On Monday evening, he said he had a confession to make. I finally pried it out of him, and he told me he'd liked me for a while. I started freaking out again. I wasn't sure if I liked him or not, didn't know what to say, so I'm just like "Ok... um..." so we quickly moved on. Anyway, we kept texting and, then on Tuesday night he was asking if I'd be at church on Wednesday night. I was, and we kind of acknowledged each other there... didn't really talk, though. His next text was "I don't think I have a chance with the person I like" I knew he was talking about me. And as the days had gone by and we'd kept talking, I realized I did like him. I really did. I decided to not come right out and say that, though, so I was like "Why?" and he said "Because I don't think she likes me too." and that's when I said "If you're talking about me, you're wrong." About five seconds after I sent the message, my phone rang, and he asked me out. I was totally freaking out for the rest of the night. XD
Anyway, our first date was last night. We kinda-sorta went to a baseball game. Kinda-sorta because he was taking the money for parking, so we were just sitting in his van at the start of the drive into the parking lot, and we were just talking and holding hands. And then after he was off at about 7:30 it was part-way through a game, so we just went up and watched it. It was cold out, and he let me have his jacket, which I put on over my hoodie... which now smells like him. It's officially my FAVORITE hoodie ever. :P
It was pretty fun, and then I went to his house after and met his parents, and he called to say they really liked me, so yay. He's meeting mine on Sunday. XDDD
We might have another date tomorrow, but it's iffy. I really do hope I can go... I really really really like this guy. XDD And he absolutely cemented the fact that he's a really nice guy with the fact that he didn't even try to kiss me last night. I wouldn't have let him if he'd tried, and the fact that he didn't even go for it, just gave me a hug... that just makes me think "wow". He's great, he's really awesome. XD
The youth group is having a spring break trip for the high schoolers to Six Flags (in Dallas), and I was going to go by myself because my friends couldn't make it, but now he's going with me and I'm SO excited. He'll make the van ride fun. :P Anyway, the trip starts on the 14th, and according to my deadline, I should be about 128-127 by then... but I'm going to see if I can hit 125. But it HAS to have a 2 on it. No more 3. I'm SO freaking sick of being in the 130s. So gross.
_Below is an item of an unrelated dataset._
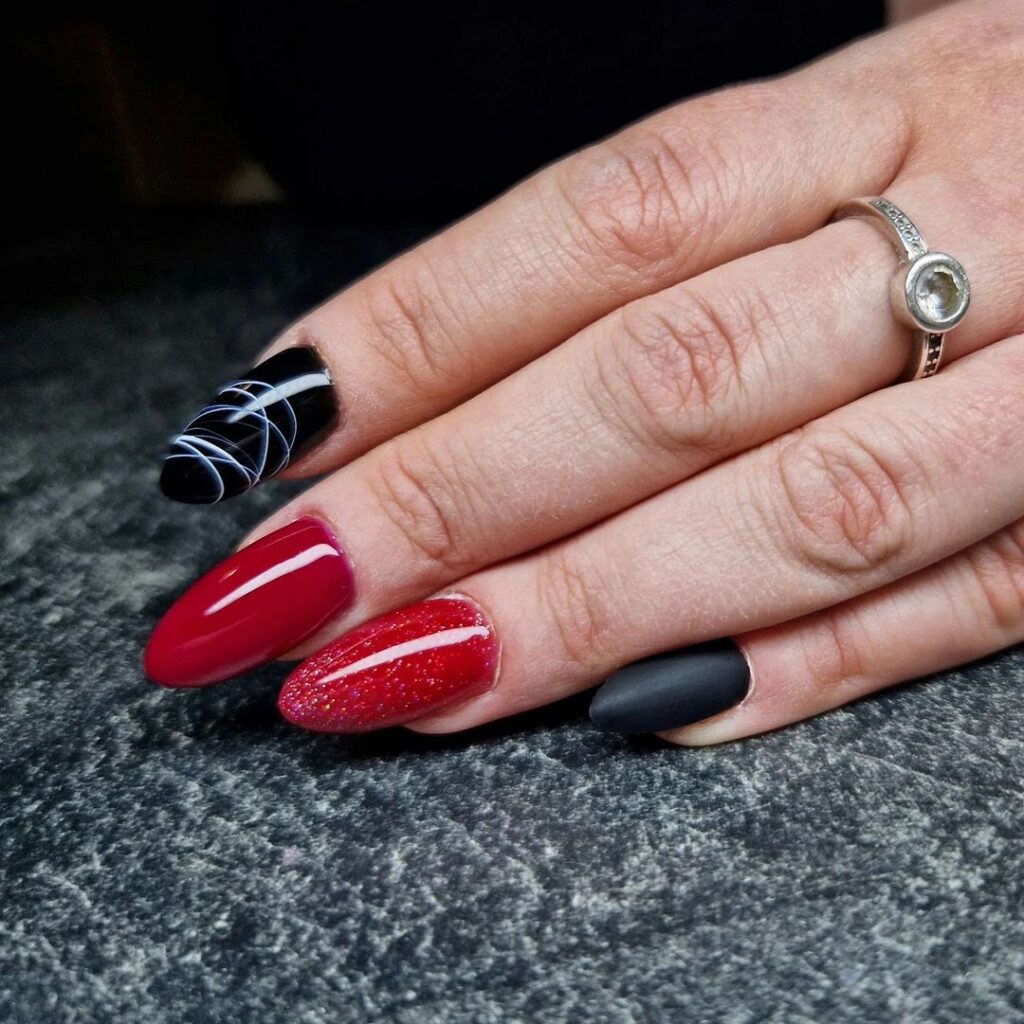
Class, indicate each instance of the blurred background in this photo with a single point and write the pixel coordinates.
(385, 113)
As for eating, yesterday was practically a fast, except I had a sandwich at about 11:00 when I got home. My stomach had been too full of butterflies to eat anything before then. Ummm... I'm 135 right now, which is better than hovering around 138-139 like I have been lately, but I did just get my period, so it was probably just all that stupid water weight. I missed the 133 deadline about two days ago, and I would readjust... but I just don't feel like it. So I'll be behind a little bit. I'll lose extra for a couple weeks and hit the next deadline.
So far today, I've just had coffee, and I'm planning on a salad and maybe a piece of fruit later. I've been trying to work in three cups of green tea a day, because I've heard that's good for your metabolism, but it's hard because then I forget to drink some of them, so it feels like a wasted effort. But whatever, I'm trying, right? Trying counts, doesn't it?
I've also got these nifty little vitamins for skin, hair and nails. They're... biotin, I think. Has anybody taken those and gotten good results? According to my best friend, I don't need them, but I'm going to take them anyway. So yeah, anybody taken biotin before?